Title: Multiplicative Noise as a Structured Stochastic Uncertainty Problem
Linear systems with multiplicative, time-varying noise exhibit varied and rich phenomenology. We study such systems in a framework similar to that used in robust control where the stochastic parameters are viewed as a “structured uncertainty”. In particular, a purely input-output approach is developed to characterize mean-square stability. This approach clarifies earlier results in this area and also easily produces new ones in the case of correlated uncertainties. Applications of this framework to networked dynamical systems with link failures and stochastic topologies will be illustrated. In addition, an application to a model of the Cochlea will be described which potentially explains otoacoustic emissions as an instability mechanism. Finally, we illustrate some interesting connections of this work with the phenomenon of Anderson Localization which is a canonical problem in the statistical physics of disordered media.

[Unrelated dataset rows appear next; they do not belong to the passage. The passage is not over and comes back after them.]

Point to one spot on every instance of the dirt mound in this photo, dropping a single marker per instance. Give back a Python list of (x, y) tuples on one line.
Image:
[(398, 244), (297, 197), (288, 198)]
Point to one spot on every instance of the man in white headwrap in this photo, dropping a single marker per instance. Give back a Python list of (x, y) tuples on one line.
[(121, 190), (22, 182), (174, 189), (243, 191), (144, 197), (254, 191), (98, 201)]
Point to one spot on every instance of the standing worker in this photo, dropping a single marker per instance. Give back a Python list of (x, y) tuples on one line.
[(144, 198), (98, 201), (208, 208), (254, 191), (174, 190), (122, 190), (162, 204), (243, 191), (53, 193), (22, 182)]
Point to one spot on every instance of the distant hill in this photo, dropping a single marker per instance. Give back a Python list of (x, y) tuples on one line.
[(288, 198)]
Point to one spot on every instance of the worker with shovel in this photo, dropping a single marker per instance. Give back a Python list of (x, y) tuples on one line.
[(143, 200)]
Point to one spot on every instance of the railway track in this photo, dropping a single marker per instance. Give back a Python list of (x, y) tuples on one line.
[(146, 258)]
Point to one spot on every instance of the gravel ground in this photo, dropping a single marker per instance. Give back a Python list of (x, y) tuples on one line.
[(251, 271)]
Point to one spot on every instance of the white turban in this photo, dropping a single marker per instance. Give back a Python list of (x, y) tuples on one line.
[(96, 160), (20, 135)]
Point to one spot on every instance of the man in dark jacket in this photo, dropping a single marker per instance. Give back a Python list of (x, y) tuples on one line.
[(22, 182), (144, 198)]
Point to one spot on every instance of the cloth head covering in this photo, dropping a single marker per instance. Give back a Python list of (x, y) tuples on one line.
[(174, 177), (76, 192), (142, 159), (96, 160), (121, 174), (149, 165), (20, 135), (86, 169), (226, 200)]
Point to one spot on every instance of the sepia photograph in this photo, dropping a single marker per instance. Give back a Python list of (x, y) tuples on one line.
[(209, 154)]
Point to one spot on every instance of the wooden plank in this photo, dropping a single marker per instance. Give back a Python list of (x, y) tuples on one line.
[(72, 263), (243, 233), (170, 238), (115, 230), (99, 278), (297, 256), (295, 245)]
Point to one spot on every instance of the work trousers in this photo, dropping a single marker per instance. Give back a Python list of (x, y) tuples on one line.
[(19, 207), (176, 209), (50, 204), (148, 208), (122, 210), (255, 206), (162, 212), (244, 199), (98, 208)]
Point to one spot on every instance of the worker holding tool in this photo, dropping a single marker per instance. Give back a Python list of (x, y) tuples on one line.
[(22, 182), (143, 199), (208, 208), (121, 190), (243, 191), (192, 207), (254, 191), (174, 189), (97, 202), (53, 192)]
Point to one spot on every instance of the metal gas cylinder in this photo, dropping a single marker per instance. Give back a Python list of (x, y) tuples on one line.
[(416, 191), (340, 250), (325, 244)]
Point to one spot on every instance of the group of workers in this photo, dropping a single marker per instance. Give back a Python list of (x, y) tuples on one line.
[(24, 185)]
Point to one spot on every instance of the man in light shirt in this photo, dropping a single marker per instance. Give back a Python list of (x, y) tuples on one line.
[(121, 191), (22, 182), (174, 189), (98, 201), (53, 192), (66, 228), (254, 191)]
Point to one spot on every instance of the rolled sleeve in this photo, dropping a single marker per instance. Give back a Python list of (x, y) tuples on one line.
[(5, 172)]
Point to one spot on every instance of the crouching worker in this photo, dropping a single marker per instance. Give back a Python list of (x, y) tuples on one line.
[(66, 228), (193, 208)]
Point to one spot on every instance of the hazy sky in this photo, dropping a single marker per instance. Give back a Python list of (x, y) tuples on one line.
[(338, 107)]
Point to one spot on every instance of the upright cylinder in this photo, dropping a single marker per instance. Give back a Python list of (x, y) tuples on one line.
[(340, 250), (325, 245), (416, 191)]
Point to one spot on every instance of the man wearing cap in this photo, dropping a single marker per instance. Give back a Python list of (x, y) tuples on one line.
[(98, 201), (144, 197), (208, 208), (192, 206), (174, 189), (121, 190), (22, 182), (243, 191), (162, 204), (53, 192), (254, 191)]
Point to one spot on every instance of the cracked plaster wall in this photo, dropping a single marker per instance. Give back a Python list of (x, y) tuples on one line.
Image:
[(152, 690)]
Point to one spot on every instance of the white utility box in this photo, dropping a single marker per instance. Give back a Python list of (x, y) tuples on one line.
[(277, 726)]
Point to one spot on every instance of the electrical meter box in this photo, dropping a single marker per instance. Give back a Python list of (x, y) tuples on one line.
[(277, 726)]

Bassam Bamieh is Professor of Mechanical Engineering and Associate Director of the Center for Control, Dynamical Systems and Computation (CCDC) at the University of California at Santa Barbara. His research interests are in the fundamentals of Control and Dynamical Systems such as Robust, Optimal and Distributed Control, as well as the applications of systems and feedback techniques in several physical and engineering systems including shear flow transition and turbulence, and the use of feedback in thermoacoustic energy conversion devices. He is a past recipient of the AACC Hugo Schuck Best Paper Award, and the IEEE Control Systems Society G. S. Axelby Outstanding Paper Award (twice). He is a Fellow of the International Federation of Automatic Control (IFAC), and a Fellow of the IEEE.